Provenge won a high mark of 4.1 in the committee's confidence about extrapolating overall survival and avoidance of treatment burdens in community-based settings. It also received an intermediate 2.9 grade about extrapolating the Provenge data in patients belonging to demographic groups that may have been underrepresented in Dendreon's trials – a score JP Morgan analyst Cory Kasimov called "promising." Such a score on that question, he added, could potentially have favorable implications when thinking about how European regulators are looking at the path forward for Provenge.

Although Kasimov acknowledged "this statement could be a bit of a reach." Nonetheless, he said he expected a "straightforward path," with no new major trials for Provenge. When it comes down to it, Kasimov said, Wednesday's MEDCAC was "all bark and no bite."

In a statement after the meeting, Dendreon CEO Mitchell Gold said the company would continue to work with CMS as it deliberates throughout the NCA process to "ensure patients with advanced prostate cancer have access to Provenge."

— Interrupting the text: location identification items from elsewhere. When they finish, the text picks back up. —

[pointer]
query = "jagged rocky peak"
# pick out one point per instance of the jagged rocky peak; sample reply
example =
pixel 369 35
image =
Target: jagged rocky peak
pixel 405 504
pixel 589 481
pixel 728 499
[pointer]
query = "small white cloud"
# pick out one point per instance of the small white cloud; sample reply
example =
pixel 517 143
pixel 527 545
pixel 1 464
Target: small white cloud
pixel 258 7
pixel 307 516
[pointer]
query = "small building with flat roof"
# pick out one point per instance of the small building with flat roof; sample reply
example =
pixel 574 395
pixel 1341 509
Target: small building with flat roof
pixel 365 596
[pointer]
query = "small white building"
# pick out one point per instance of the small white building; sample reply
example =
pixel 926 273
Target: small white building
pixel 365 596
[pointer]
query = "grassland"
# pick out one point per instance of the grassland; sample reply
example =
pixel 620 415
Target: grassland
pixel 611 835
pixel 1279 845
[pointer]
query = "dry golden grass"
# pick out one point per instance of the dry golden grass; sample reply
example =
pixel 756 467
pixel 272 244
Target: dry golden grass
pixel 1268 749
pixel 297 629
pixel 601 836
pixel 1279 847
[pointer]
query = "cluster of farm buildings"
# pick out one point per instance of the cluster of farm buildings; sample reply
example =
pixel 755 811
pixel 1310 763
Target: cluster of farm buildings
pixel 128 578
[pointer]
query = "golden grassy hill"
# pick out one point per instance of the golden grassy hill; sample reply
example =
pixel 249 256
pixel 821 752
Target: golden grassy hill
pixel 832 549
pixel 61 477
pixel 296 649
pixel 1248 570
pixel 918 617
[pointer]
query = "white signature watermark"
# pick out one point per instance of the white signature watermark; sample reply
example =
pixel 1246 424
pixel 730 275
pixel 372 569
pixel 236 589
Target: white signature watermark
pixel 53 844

The outcome of Wednesday's MEDCAC was not only a win for Provenge, said Argos Therapeutics Inc. CEO Jeff Abbey, whose firm also is pursuing development of autologous cellular immunotherapies, but a "major milestone" for all biotechs in the space. Recently reported interim Phase II results showed that Argos' AGS-003 in combination with sunitinib had a median progression-free survival of 14.9 months for intermediate risk and six months for poor risk in patients with metastatic renal cell carcinoma (mRCC).

The company plans to meet with the FDA in January to discuss plans for a Phase III trial of AGS-003 as a first-line treatment in combination with sunitinib in mRCC, and currently is in discussions with investors and potential partners about financing the study, which is expected to start in the middle of next year, Abbey told BioWorld Today.

AGS-003 is part of Argos' Arcelis platform portfolio of personalized RNA-loaded dendritic cell immunotherapies for cancer and HIV and other infectious diseases.

As CMS goes forward in its deliberations about coverage decisions for autologous cellular immunotherapies, Abbey urged the agency to keep in mind that those products are very different than small-molecule drugs. "This is personalized medicine, and it takes a lot to do it, and it should be reimbursed at a reasonable level," he said. "It's just not the same as pills."